Si nos atuviéramos a las categorías puestas en boga por Nietzsche, diríamos que la historia del pensamiento moderno, por causas múltiples y arduas de enunciar en pocas líneas, ha sido la de una progresiva reivindicación de Dionisos contra Apolo. Pero nosotros, que no somos apolíneos sino católicos (es decir: no nos pagamos de una eudaimonia según el modo clásico, escuetamente terreno, naturalista y autosuficiente, sino que a las perfecciones inherentes a este cosmos cerrado les atribuimos un desgarramiento, una nostalgia supramundana capaz de añadirle ulteriores y más subidas perfecciones, y a ello alude el Apóstol en Rom 8,19: las criaturas todas están aguardando con gran ansia la manifestación de los hijos de Dios), nosotros sabemos que la cosa es más grave aún, y que si la posibilidad de esta ofuscación de la razón fue triunfantemente contenida durante los siglos de cristiandad, las persuasiones de Dionisos, hoy triunfantes, son las de Satanás, que busca disolver al hombre (o de-construirlo, en la jerga hoy al uso), soltarlo de sus determinaciones propias y sumergirlo en la marea de la indiferenciación.

La brecha en nuestras filas la fue abriendo la civilización de la técnica gestada por la Ilustración, con su acelerada exclusividad en la búsqueda de los bienes útiles y deleitables a expensas del bien honesto. Todo un mundo humano configurado a instancias de esta peligrosa deriva del espíritu, con una política y una economía y una filosofía fundadas sobre la misma, fue suficiente para asediar durante dos largos siglos a la Iglesia -con notorio hito en la usurpación de los Estados Pontificios y en la caída de las últimas monarquías católicas-, hasta que la guarnición sitiada, bien por las fatigas derivadas del caso, bien por hábil infiltración y engaños, comenzó a persuadirse de que las razones del adversario no eran tan malas. Por lo demás, éstas venían reforzadas por todos los frutos visibles del dominio técnico sobre el mundo, asaz apetecibles.

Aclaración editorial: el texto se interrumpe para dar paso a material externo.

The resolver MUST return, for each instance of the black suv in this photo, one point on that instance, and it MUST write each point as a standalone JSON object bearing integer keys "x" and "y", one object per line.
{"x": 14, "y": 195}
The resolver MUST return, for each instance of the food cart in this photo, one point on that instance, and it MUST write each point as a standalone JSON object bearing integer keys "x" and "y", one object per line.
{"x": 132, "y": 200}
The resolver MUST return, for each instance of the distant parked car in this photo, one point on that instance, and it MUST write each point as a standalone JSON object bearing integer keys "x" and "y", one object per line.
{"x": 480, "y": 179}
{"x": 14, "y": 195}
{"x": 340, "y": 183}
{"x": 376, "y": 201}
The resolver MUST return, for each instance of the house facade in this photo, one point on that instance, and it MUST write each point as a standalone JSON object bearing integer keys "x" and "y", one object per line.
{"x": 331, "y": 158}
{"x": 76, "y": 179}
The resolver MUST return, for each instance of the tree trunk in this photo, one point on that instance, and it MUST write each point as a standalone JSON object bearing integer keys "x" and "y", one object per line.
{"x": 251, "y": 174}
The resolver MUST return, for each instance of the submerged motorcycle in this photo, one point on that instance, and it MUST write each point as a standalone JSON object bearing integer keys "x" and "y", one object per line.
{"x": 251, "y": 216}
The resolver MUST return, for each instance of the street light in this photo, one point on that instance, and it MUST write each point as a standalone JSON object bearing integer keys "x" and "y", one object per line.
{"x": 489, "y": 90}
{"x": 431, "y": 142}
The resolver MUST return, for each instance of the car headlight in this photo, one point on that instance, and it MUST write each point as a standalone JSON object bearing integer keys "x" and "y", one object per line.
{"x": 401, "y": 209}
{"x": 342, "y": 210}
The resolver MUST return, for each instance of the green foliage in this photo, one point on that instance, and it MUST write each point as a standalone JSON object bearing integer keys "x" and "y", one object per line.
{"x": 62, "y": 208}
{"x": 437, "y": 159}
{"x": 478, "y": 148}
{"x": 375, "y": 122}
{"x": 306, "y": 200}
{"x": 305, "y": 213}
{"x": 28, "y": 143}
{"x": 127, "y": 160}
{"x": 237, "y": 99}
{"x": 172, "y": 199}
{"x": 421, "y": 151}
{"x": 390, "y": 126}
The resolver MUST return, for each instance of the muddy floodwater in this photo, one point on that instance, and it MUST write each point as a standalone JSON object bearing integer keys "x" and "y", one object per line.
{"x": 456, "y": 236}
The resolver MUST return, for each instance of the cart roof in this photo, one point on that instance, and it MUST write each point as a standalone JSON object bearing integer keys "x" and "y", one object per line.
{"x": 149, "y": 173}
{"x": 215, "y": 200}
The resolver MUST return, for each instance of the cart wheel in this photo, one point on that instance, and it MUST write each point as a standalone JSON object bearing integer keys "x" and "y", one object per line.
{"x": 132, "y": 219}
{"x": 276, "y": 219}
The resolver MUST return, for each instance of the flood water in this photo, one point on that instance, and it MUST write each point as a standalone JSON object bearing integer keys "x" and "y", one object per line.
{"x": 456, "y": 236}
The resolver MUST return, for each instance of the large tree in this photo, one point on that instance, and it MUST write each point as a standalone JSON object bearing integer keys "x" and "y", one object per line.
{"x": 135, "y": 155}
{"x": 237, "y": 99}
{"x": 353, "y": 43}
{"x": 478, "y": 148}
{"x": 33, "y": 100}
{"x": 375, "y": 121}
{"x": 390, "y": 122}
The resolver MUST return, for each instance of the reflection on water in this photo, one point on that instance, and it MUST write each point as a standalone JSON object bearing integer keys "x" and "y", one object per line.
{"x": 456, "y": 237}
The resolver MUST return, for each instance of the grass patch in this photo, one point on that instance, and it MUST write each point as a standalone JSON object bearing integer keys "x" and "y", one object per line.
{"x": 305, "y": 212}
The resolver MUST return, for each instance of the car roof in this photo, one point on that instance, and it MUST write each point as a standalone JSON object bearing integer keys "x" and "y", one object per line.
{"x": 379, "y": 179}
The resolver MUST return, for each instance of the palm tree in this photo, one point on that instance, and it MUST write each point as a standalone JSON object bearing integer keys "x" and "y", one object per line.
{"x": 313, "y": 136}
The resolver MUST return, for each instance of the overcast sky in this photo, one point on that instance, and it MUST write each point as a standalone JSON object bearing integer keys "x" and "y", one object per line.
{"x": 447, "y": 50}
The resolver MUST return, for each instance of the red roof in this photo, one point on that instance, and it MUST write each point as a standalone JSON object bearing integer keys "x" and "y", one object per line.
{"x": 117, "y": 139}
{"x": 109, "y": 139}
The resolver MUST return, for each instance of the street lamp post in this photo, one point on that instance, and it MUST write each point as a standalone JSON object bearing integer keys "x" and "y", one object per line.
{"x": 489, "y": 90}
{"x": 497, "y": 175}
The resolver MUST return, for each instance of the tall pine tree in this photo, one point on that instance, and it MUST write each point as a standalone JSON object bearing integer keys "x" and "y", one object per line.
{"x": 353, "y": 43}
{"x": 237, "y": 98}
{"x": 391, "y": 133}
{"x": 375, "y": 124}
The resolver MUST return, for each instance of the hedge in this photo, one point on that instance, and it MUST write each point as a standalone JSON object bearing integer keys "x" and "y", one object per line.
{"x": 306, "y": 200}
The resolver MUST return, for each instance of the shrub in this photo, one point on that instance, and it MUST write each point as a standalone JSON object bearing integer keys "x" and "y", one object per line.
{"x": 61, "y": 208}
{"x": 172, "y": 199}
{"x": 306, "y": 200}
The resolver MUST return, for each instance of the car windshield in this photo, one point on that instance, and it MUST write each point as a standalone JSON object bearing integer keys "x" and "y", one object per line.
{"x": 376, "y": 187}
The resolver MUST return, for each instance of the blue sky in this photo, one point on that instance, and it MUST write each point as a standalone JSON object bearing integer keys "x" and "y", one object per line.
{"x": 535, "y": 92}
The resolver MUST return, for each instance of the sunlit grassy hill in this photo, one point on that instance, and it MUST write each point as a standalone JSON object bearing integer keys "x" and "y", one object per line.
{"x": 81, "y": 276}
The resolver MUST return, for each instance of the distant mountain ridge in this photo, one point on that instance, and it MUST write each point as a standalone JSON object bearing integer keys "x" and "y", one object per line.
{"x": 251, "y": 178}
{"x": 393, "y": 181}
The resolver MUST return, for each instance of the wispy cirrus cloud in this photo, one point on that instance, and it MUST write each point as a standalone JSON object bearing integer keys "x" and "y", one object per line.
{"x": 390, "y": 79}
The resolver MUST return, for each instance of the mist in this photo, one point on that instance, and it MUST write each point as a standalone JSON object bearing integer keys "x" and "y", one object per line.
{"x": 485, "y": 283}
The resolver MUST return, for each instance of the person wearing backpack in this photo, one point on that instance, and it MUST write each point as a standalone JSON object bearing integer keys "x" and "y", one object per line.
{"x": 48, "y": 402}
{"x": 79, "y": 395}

El precio a pagar por este desfallecimiento fue el de la incoherencia, o -recordemos la amonestación de Parménides- el de la bicefalía: seguir llamándose católicos, tener el recado de transmitir la Verdad revelada con extensión a sus consecuencias en la moral personal y pública, pero con secreto apego a la tesis contraria -apego, por lo demás, muy a menudo manifiesto, para mayor estrago del común. «Más que una confusión, el catolicismo liberal es una ‘enfermedad del espíritu’: el espíritu no consigue sencillamente descansar en la verdad. Apenas se atreve a afirmar algo, se le presenta la contra-afirmación, que también se ve obligado a admitir. El Papa Paulo VI fue el prototipo de este espíritu dividido, de este ser de doble faz – incluso se podía leer esto físicamente, en su rostro – en perpetuo vaivén entre los contradictorios y animado de un movimiento pendular, que oscilaba regularmente entre la novedad y la Tradición. Dirán algunos: ¿esquizofrenia intelectual? Creo que el Padre Clérissac vio más en profundidad la naturaleza de esta enfermedad. Es una falta de integridad del espíritu, escribe, de un espíritu que no tiene suficiente confianza en la verdad» (Monseñor Marcel Lefebvre, Le destronaron, cap. XVI). Ocupados en congeniar con el mundo, en suscribir fórmulas de compromiso con los poderes anticristianos dominantes, los papas recientes han sido todo menos hombres "tallados en una sola pieza".

De esta enfermedad murieron dos o tres generaciones lo menos, fatalmente convictas de que la libertad de pensar y decidir era la más preciada prez de la estirpe humana. A esta enteca noción de libertad se la erigió en fuente de la farragosa jurisprudencia moderna y del agotador vaniloquio sobre los derechos. Louis Veuillot supo responder a esta exaltación febril de la facultad del libre albedrío, que es aquello sobre lo que en realidad versa el liberalismo, distinguiéndolo cuidadosamente de lo que en rigor debe llamarse libertad: «lo que tenemos la libertad de hacer es lo que podemos hacer impunemente en presencia de la justicia perfecta». Se trata, en fin, de la conocida sentencia que dice que obrar voluntariamente el bien es ser de veras libre, pues «todo aquel que peca es un esclavo» (Io 8,34). Es increíble que sobre la ignorancia de una tal lección pudiera edificarse toda una doctrina de pensamiento, y que esta resultara a la postre tan influyente.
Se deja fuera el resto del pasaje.